‘No Abortion for the Down Syndrome Fetus’ says the Apex Court
As Indians, we have traditionally been a nation that believes in the gift of children. So when a child comes to a family, it’s time to celebrate. Bring out your best clothes and your fanciest decorations. Grand celebrations and elaborate planning begins even before the birth. So requests for abortion are rarely taken nicely.
The law, in India, prohibits abortion in case the pregnancy has crosses 20 weeks, irrespective of risk to the life of the mother or to the foetus itself. In any such situation, special permission needs to be taken from the courts.
In a previous incident, the Supreme Court went beyond the rule and allowed abortion in case of a 24 week pregnant rape survivor when the foetus was suffering from a birth defect which would have resulted in the child growing without a portion of the skull and the brain.
In a judgment that came out a few days back, the Supreme Court took a stricter approach and denied a 26 week pregnant mother the permission to abort a foetus on the grounds that it was suffering from down syndrome.
The woman stated that continuing with the pregnancy would result in complications for the child, both mental and physical, and would also endanger her life.

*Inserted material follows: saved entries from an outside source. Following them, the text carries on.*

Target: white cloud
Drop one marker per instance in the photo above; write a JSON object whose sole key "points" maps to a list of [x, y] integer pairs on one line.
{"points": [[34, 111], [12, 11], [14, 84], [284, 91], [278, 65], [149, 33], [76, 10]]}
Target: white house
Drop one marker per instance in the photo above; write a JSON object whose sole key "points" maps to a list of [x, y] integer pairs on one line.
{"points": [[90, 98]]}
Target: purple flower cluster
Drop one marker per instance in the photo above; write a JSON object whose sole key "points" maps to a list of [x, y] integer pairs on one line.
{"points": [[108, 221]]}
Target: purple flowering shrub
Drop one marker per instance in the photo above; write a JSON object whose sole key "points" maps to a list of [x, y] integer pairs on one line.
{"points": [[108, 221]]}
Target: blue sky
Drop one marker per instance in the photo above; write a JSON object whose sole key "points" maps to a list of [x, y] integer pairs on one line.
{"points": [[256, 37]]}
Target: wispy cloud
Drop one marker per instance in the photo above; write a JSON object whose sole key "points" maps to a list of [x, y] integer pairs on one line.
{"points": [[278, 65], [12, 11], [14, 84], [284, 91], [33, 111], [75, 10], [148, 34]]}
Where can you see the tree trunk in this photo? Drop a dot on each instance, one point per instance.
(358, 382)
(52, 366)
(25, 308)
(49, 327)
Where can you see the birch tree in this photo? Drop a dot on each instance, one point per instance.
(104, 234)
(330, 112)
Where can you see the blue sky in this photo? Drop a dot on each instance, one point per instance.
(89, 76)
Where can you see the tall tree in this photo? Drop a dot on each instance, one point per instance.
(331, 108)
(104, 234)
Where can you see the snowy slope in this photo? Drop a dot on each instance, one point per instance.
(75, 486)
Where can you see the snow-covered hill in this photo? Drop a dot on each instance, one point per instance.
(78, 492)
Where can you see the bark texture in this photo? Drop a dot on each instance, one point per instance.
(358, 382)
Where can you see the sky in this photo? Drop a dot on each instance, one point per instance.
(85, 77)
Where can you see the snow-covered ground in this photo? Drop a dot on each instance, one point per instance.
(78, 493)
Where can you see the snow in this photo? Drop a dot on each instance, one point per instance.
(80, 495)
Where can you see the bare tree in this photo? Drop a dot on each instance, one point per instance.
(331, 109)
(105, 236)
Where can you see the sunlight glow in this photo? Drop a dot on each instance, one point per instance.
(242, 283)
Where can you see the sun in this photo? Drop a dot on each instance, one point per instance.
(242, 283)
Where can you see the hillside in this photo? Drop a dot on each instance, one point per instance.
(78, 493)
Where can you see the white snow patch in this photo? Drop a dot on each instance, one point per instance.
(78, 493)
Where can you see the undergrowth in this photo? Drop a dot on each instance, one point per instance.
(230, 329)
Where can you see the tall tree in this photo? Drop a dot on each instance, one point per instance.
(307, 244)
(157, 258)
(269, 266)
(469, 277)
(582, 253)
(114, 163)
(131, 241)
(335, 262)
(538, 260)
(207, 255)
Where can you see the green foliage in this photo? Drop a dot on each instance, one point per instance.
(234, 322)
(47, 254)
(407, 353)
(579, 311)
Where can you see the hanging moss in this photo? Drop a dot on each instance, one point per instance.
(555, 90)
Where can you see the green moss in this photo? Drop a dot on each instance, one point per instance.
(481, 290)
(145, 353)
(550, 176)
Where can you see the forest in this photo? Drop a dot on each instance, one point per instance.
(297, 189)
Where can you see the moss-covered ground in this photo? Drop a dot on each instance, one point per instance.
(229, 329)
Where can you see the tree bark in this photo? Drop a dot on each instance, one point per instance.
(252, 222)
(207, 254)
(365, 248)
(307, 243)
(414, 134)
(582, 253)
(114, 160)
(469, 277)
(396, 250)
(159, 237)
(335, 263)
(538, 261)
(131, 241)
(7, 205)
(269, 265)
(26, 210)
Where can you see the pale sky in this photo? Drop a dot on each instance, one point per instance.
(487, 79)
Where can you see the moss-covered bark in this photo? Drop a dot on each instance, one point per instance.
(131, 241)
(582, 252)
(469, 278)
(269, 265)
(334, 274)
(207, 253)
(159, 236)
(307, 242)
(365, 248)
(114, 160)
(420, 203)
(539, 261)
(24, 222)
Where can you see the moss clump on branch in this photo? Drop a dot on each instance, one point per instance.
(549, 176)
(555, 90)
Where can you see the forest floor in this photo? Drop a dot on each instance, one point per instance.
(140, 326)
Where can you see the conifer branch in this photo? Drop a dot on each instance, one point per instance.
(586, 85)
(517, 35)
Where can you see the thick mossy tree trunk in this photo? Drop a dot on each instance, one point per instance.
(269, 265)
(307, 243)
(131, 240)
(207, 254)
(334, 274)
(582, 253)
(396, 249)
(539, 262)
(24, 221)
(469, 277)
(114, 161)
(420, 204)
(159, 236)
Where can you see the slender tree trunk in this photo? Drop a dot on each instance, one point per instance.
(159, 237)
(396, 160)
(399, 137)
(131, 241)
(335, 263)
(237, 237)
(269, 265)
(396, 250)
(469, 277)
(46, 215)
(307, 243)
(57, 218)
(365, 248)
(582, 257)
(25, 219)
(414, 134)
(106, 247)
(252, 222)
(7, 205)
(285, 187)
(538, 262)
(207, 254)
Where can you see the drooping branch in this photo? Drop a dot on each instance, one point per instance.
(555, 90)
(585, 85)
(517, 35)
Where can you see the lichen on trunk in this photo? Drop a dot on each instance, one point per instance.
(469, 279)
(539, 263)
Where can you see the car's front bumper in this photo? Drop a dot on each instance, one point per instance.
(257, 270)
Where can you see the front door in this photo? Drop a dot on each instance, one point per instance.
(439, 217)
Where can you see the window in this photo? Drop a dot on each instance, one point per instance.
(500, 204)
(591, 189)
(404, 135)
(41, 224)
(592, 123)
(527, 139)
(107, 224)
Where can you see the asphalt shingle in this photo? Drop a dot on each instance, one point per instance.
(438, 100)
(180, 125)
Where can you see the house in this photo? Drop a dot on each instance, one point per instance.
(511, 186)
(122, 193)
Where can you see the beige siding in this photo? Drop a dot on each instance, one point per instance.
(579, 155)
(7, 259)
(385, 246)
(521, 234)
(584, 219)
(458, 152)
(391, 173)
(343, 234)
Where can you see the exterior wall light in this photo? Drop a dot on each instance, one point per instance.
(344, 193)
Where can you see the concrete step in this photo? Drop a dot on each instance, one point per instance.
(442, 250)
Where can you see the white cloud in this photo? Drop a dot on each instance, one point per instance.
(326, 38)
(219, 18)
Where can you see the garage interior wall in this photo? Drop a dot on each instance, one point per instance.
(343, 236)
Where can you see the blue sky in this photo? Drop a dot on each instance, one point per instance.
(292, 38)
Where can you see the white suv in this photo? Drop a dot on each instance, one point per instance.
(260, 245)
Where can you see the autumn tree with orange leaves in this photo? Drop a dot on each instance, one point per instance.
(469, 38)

The disorder was highly likely to result in retardation in the child, therefore making it difficult to lead a normal or even healthy life. The Court constituted a medical board for the purpose of examining the woman, which gave its report and in it said that there was no risk to the life of the mother. The doctors further said that the foetus, as claimed by the mother, was “likely to have mental and physical challenges”, but they did not advice termination.
While we understand the law is supreme, it also needs to be taken into account that a child with down syndrome brings additional responsibility to parents that one might not always be prepared for.
It is necessary for the judiciary to understand the concerns of the parents and to look at a situation from a compassionate perspective as well. Where exceptions can be made, they must be made, so as to facilitate the greater good for all parties involved and affected.